With the availability of multi-terabyte DRAMs in a single-blade server, past five years saw rapid adoption of a new generation of in-memory database technology in industry. Since SAP released SAP HANA in-memory big data platform in 2011, all major database vendors are supporting or plan to support a combination of in-memory row and column storages. In-memory row storage is ideal for fast ingestion of high-velocity data streams, either transactional or non-transactional. In-memory column storage, with memory footprint compressed by sorted dictionary encoding, is ideal for real-time analytics over a huge volume of relatively static data.
This new paradigm enables running data-intensive mining and learning computation inside data management processes (a.k.a. DBMS). With data copy minimized by using references to in-memory data during the computation, the performance of data mining and learning are improved by orders of magnitude. This paradigm also offers the new basis of implementing real-time mining and learning in tight coupling with data management. The question remains regarding how we architect the next-generation in-memory database platform to allow various data mining and learning algorithms to be implemented by end consumers of platform, not by platform vendors, without compromising the performance benefit and the stability of the platform.
| Bio for Sang Kyun Cha:
Dr. Sang Kyun Cha is a professor and an entrepreneur. He worked on three generations of in-memory database systems since he joined Seoul National University in 1992. In 2000, with the vision of coming in-memory enterprise database era, he founded Transact In Memory, Inc. and started developing his second-generation system P*TIME (Parallel* Transact-In-Memory Engine). The company was quietly acquired by SAP in 2005 and transformed to SAP Labs Korea. By early 2006, P*TIME development was completed with innovative in-memory OLTP features such as in-memory MVCC and optimistic latch-free index concurrency control, several years ahead of major DBMS vendors. To demonstrate its extreme OLTP scalability in tight integration with SAP’s applications, P*TIME also implemented a seamless two-tier API resilient to application crash in addition to three-tier API.
With SAP’s column store TREX, P*TIME became a corner stone of building SAP HANA, the first transactional distributed in-memory database platform which became generally available in June 2011. Today, SAP and numerous companies run ERP, CRM, and real-time analytics on HANA. By SAP’s request, Prof. Cha took the co-responsibility of developing HANA with German colleagues and saw its worldwide adoption.

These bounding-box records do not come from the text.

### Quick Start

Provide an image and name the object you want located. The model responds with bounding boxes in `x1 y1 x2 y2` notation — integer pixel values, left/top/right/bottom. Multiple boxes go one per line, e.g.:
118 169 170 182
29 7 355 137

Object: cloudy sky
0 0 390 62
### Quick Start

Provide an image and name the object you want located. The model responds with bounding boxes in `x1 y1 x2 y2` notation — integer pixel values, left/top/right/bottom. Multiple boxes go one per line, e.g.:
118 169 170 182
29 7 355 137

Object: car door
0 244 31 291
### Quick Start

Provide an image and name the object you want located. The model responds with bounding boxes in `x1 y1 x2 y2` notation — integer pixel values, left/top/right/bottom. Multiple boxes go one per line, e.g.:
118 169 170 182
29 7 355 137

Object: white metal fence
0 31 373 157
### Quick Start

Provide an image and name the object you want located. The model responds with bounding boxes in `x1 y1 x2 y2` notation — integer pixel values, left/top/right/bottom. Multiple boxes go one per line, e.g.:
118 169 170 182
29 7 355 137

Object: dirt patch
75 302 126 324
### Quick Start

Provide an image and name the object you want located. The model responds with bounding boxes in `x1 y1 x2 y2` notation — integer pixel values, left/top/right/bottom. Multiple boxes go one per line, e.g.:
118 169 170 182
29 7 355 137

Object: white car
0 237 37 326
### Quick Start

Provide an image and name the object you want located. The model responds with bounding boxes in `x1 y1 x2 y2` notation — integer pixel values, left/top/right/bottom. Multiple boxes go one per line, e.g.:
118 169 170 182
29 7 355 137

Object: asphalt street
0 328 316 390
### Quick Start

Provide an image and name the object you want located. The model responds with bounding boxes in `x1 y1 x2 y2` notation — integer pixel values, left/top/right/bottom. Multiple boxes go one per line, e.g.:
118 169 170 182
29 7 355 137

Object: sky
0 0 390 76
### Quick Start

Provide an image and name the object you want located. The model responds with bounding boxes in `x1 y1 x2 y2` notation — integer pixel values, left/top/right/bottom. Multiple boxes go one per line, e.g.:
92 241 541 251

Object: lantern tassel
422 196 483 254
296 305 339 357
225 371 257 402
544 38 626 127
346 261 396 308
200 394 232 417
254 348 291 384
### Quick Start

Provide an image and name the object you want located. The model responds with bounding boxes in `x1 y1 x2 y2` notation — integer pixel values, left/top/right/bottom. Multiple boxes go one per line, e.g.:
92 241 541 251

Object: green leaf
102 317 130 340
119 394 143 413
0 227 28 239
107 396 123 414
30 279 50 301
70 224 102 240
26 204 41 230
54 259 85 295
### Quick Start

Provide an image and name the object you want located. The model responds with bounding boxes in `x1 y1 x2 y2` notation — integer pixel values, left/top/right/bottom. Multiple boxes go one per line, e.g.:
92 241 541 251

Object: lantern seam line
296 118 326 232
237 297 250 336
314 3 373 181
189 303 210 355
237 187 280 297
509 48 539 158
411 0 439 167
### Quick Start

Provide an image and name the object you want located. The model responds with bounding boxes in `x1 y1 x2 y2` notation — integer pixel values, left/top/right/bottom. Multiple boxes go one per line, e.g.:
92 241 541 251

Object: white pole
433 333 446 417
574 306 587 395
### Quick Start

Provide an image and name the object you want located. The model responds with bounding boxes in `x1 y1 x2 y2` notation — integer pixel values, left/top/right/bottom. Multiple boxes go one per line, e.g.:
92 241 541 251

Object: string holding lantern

In April 2014, Prof. Cha launched Seoul National University’s Big Data Institute to lead trans-disciplinary big data research involving almost all academic disciplines including computer science, engineering, natural and social science, and medicine. He serves on the board of trustees of Seoul National University. He has been on the board of Korea Telecom since March 2012, and is providing strategic advice to central and local governments on big data and software industry issues. Prof. Cha received his BS and MS from Seoul National University and his Ph.D. from Stanford University. He is on the editorial board of VLDB Journal since 2009 and was elected as a member of IEEE ICDE Steering committee in 2015.